We all need a similar hope, one that is soaked through with the Word of God. In this challenging world, it is vitally important that we take time to listen to the voice of God in the sacred pages, and receive the infallible, inspired Word deep into our hearts.
Christian hope is not a nervous agitation filled with speculations. Our hope is bright and true in a world of fading hopes, firmly tied to the promises that God himself has made to the people that he created. These promises are entirely fulfilled in the person of Jesus Christ resurrected. No other hope is established on such a sure foundation.
A worldview with Christ the hope at the centre opens our eyes to a long view of things, like the eagle soaring up into the sky, able to see the grand scope of the landscape. That’s what a biblical worldview does—it allows us to see the bigger picture of the here and now while never losing sight of the glorious world to come. It frees us to live our day to day lives with calm assurance and to serve God’s mission with joy and hope.
What about hope for our personal and often painful circumstances? Dr. J. I. Packer, author of the book, Knowing God, said something that has been profoundly encouraging to me in the valleys of my own journey: “When we pray, we must believe that God will act”.
Christian prayer is not a nervous agitation filled with speculations any more than Christian hope would be. Rather it expresses confidence in God.
We all have big concerns to bring to the Lord in prayer — strained or broken relationships, breakdown in family units, illness, lost loved ones, the desperate need for clarity on matters we can’t seem to resolve…the list could go on and on. We need to bring all these to the Lord and not neglect prayer.
However, it may be helpful to remind ourselves that many answers to our petitions unfold over time because they require a deeper work of God in people’s hearts, our own included.
E. M. Bounds, who wrote on prayer in the late 19th century, points out that what appears as delayed answer to prayer may be God preparing everything in us and in others to receive the answer.
So many answers to prayer require a deep change in the heart and mind, and that can take time. Perhaps this is why the Bible associates prayer with perseverance, patience and persistence. But let’s not forget one of the brightest words connected to prayer in Scripture—PROMISE.
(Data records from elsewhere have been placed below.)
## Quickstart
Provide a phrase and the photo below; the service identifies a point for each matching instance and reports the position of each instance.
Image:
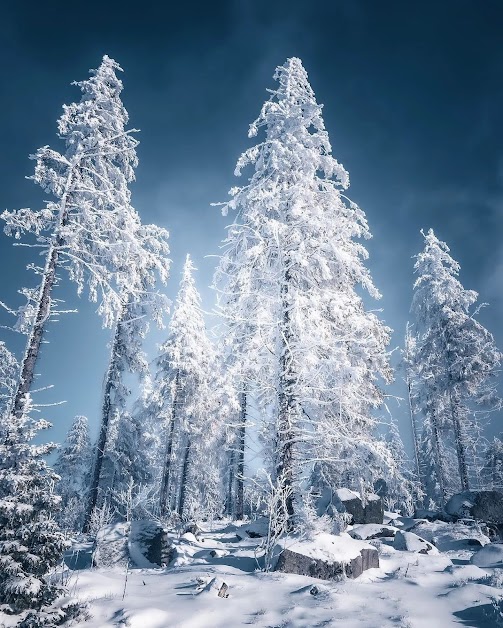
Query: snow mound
(410, 542)
(326, 547)
(489, 556)
(372, 531)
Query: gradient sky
(413, 96)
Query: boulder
(381, 488)
(111, 546)
(410, 542)
(483, 505)
(352, 504)
(368, 531)
(489, 556)
(150, 540)
(374, 509)
(80, 556)
(329, 557)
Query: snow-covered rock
(253, 529)
(489, 556)
(351, 502)
(374, 509)
(484, 505)
(149, 545)
(410, 542)
(451, 536)
(328, 557)
(112, 545)
(368, 531)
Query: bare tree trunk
(106, 414)
(241, 458)
(229, 502)
(183, 479)
(164, 501)
(43, 309)
(460, 445)
(287, 409)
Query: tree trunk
(439, 462)
(241, 459)
(460, 445)
(183, 479)
(287, 409)
(43, 309)
(229, 505)
(164, 501)
(106, 415)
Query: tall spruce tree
(289, 277)
(90, 230)
(113, 457)
(454, 366)
(31, 543)
(73, 466)
(188, 404)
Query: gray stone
(292, 562)
(381, 488)
(485, 506)
(351, 503)
(112, 546)
(152, 541)
(374, 510)
(368, 531)
(410, 542)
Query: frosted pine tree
(31, 543)
(492, 470)
(90, 229)
(9, 369)
(73, 466)
(187, 403)
(127, 357)
(455, 366)
(290, 277)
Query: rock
(112, 546)
(152, 541)
(254, 529)
(368, 531)
(292, 562)
(489, 556)
(431, 515)
(328, 557)
(381, 488)
(463, 534)
(483, 505)
(410, 542)
(194, 529)
(79, 557)
(351, 503)
(374, 509)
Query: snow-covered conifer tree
(127, 357)
(73, 465)
(187, 403)
(455, 364)
(492, 470)
(290, 276)
(90, 229)
(9, 368)
(31, 543)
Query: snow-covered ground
(408, 590)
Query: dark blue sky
(413, 95)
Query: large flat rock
(327, 557)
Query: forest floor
(407, 590)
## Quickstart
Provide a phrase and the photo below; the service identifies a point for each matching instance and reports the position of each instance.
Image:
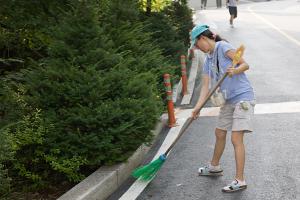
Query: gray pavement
(272, 160)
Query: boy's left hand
(231, 71)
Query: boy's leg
(239, 150)
(219, 146)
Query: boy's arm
(242, 65)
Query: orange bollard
(183, 75)
(168, 88)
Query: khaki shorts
(237, 117)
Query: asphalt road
(270, 32)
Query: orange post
(183, 74)
(168, 88)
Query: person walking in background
(203, 4)
(232, 7)
(237, 111)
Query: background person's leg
(219, 146)
(239, 151)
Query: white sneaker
(236, 185)
(210, 170)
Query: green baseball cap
(197, 30)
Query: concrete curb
(103, 182)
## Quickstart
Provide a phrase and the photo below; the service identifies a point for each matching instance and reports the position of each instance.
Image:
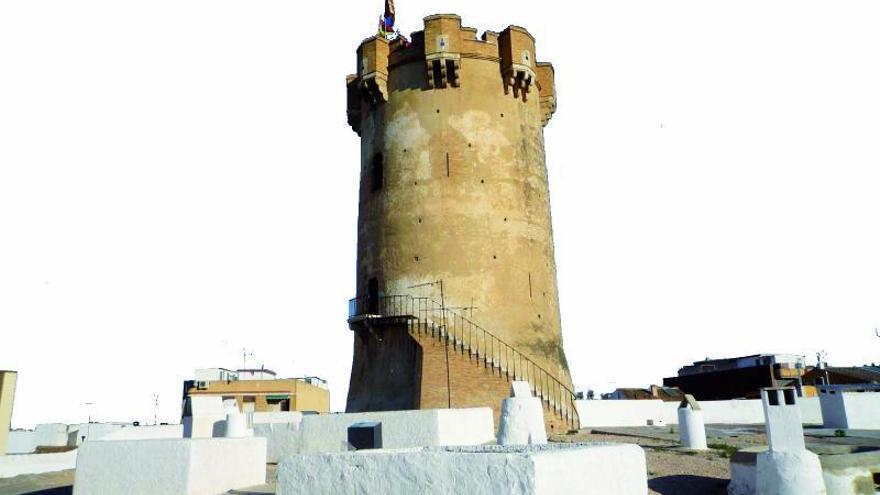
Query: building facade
(456, 277)
(8, 380)
(739, 377)
(259, 390)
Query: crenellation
(546, 90)
(516, 48)
(441, 47)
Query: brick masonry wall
(472, 383)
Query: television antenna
(244, 355)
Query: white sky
(178, 182)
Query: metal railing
(428, 317)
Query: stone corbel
(447, 78)
(519, 78)
(374, 87)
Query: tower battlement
(440, 48)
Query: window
(436, 74)
(377, 172)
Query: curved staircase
(431, 323)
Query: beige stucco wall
(7, 394)
(303, 396)
(465, 196)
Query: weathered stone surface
(454, 126)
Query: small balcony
(370, 311)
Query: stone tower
(456, 278)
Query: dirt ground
(672, 471)
(58, 483)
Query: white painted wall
(594, 413)
(22, 442)
(597, 413)
(91, 431)
(16, 465)
(571, 469)
(170, 466)
(849, 409)
(50, 435)
(862, 410)
(145, 433)
(400, 429)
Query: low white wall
(597, 413)
(16, 465)
(51, 435)
(620, 412)
(170, 466)
(260, 418)
(401, 429)
(79, 433)
(282, 439)
(22, 442)
(571, 469)
(862, 410)
(145, 433)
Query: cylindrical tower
(456, 276)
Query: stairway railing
(428, 316)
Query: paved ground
(671, 471)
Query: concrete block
(22, 442)
(790, 472)
(50, 435)
(785, 431)
(572, 469)
(400, 429)
(282, 439)
(170, 466)
(691, 427)
(520, 389)
(522, 422)
(237, 426)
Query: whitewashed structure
(522, 417)
(291, 433)
(854, 407)
(170, 466)
(787, 468)
(599, 413)
(571, 469)
(691, 427)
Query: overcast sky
(178, 183)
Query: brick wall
(472, 383)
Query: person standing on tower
(386, 22)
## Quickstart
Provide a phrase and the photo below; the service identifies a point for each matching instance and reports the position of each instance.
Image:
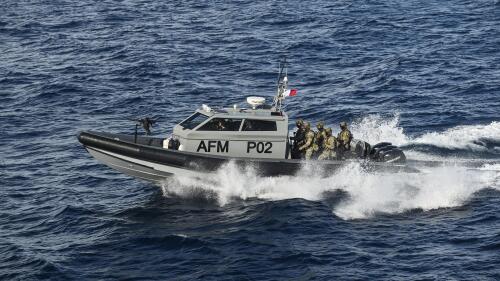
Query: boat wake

Even when we don’t see the specific outcome we prayed for, we must believe that God acts in answer to prayer, often in ways that we don’t immediately recognize. So, we place our needs before him and trust him to act for the best good. His is faithful and we can count on him.
We are transients in this transitory world. One day it will all pass away. But those whose faith is in Christ will be resurrected to a new life in a real place where there will be no more tears, no more suffering, no more wars. There is no greater hope.